Selain pengaruh Islam, modernisasi dan kolonialisme juga mempercepat penurunan penggunaan Aksara Ulu. Pemerintah kolonial Belanda yang memperkenalkan sistem pendidikan berbasis alfabet Latin menjadikan aksara ini semakin tersisih. Sistem sekolah formal yang diperkenalkan kepada masyarakat Rejang tidak mengajarkan Aksara Ulu, melainkan lebih menekankan pembelajaran bahasa Belanda dan Latin sebagai alat komunikasi utama dalam pemerintahan dan administrasi. Seiring berjalannya waktu, generasi muda Rejang menjadi lebih akrab dengan aksara Latin dibandingkan Aksara Ulu. Hal ini menyebabkan aksara warisan leluhur ini semakin terpinggirkan dan hanya bertahan dalam segelintir komunitas yang masih berusaha melestarikannya.
Versi Manuskrip vs Versi Populer
Banyak versi Aksara Ulu yang dikenal saat ini tidak sepenuhnya berdasarkan pada manuskrip asli, tetapi lebih mengacu pada catatan yang dibuat oleh M. Jaspan.

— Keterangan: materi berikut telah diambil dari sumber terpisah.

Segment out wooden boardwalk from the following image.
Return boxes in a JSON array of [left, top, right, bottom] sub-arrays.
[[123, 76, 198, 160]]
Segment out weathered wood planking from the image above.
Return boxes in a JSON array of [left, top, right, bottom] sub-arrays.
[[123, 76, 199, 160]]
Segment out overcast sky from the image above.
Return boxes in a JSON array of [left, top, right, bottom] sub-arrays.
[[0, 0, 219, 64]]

M. Jaspan, seorang antropolog dari Australia National University (ANU) yang meneliti kehidupan masyarakat Rejang dalam kurun 1962-1964, menyusun sistem Aksara Ulu dengan tujuan untuk mempermudah pembelajarannya sendiri terhadap aksara tersebut. Dalam penelitiannya, Jaspan yang pada dasarnya bukan seorang filolog, mencoba merekonstruksi bentuk dan sistem penulisan Aksara Ulu berdasarkan observasi terhadap berbagai manuskrip kuno serta wawancara dengan masyarakat lokal, dengan tujuan memberikan kemudahan baginya untuk membaca manuskrip-manuskrip atau menulis menggunakan Surat Ulu. Namun, pendekatan yang ia gunakan dalam penyusunan sistem ini lebih bersifat praktis daripada historis, sehingga beberapa aspek yang ia tambahkan tidak memiliki dasar yang kuat dalam tradisi literasi asli masyarakat Rejang.

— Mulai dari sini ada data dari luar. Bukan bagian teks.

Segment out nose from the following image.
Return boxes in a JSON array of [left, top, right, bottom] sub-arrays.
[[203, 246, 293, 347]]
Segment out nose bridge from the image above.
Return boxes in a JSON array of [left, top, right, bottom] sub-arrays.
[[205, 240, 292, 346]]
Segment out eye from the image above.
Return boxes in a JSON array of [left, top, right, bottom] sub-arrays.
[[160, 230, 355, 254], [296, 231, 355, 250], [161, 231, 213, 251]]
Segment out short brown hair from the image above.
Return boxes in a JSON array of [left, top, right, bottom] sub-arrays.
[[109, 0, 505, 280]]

Salah satu permasalahan utama dalam sistem yang dikembangkan oleh Jaspan adalah pengenalan tanda baca baru dalam Aksara Ulu. Berdasarkan berbagai studi filologi terhadap manuskrip asli, tidak ditemukan adanya kerumitan tanda baca dalam sistem penulisan tradisional Aksara Ulu. Orang Rejang telah menggunakan tanca baca sesuai dengan kebutuhan fonologi mereka. Namun, dalam versinya, Jaspan menambahkan elemen-elemen baca baru yang berfungsi sebagai pemisah kalimat dan penanda intonasi. Tanda baca berbentuk titik misalnya, tidak dipergunakan dalam banyak manuskrip. Secara luas, dalam manuskrip, tanda baca dibentuk dengan pola dasar garis kecil. Demikian juga Jaspan menggunakan tanda baca untuk pemisah atau spasi, yang tidak pernah ditemukan dalam manuskrip manapun.
Penambahan ini tidak memiliki preseden dalam naskah-naskah kuno dan lebih mencerminkan kebutuhan akademis untuk memberikan struktur yang lebih jelas bagi para peneliti modern yang mempelajari aksara ini. Hal ini menyebabkan kesalahpahaman di kalangan akademisi dan masyarakat umum, yang menganggap sistem Jaspan sebagai bentuk asli Aksara Ulu yang digunakan oleh masyarakat Rejang pada masa lampau.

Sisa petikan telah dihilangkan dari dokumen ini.